Is It Discipline or Abuse
Recent news reports are filled with stories about the National Football League (NFL) and its handling of the Adrian Peterson child abuse allegations. The incident has sparked a national debate about the difference between child discipline and child abuse. While some people find his actions reasonable, others look at the pictures of his child and see a parent who went too far. It is this same debate that often takes place in the courtroom when a Florida citizen is accused of child abuse and, when that happens, an experienced lawyer is vital to the presentation of an effective defense.
Florida television station WTSP 10 reports that the star Minnesota Vikings running back was indicted for injury to a child. According to police reports, Peterson hit his son with a switch, causing open wounds on his legs. Initial news of the incident broke when pictures of the four-year-old were published, showing the series of cuts. In response, Peterson issued a statement declaring his innocence and explaining that he had no intention of harming his son. Though the legal matter is ongoing in the criminal courts, the NFL player is feeling the wrath of an unforgiving public, which is often the case for defendants accused of child abuse. While he was initially suspended by the Vikings, he was reportedly reinstated two days later, only to be placed on the exempt list pending the outcome of the criminal case.

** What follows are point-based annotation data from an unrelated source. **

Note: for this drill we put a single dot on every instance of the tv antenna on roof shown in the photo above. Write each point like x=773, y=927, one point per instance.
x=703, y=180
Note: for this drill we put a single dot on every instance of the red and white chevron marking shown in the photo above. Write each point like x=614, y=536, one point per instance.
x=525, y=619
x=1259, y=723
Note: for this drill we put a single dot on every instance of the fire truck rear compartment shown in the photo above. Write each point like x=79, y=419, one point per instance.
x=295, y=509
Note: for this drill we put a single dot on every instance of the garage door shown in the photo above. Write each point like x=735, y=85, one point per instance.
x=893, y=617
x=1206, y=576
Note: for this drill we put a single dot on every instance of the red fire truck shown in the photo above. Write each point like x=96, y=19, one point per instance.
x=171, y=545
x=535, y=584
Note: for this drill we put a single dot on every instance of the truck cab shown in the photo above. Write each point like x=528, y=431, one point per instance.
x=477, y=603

Child Abuse Under Florida Law
Parents are allowed to discipline their children under Florida law. The statute is meant to balance the rights of parents to raise their children in a manner they see fit with the protection of children from abuse. However, the line between spanking and abuse is often blurred, leading to numerous child abuse allegations each year. According to the Department of Children and Families, more than 700 suspected cases of child abuse are reported on a monthly basis. While many of these reports are true abuse cases, a substantial number of them involve legitimate attempts at legal discipline.
The Florida child abuse statute is separated into four categories:
- Aggravated child abuse is the willful and malicious punishment of a child that causes bodily harm. The charge is a first degree felony.
- Culpable negligence is willfully neglecting a child and causing bodily harm. It is classified as a felony in the second degree.
- Knowingly abusing a child without causing bodily injury is a third degree felony.
- Knowingly neglecting a child without causing bodily injury is also a felony in the third degree.
As included in the statute, the state is required to prove a level of intent on the part of the accused. An lawyer may argue against this intent standard by showing that the accused acted with no malice or willful intention. An aggressive defense can protect an innocent parent from an undeserved conviction.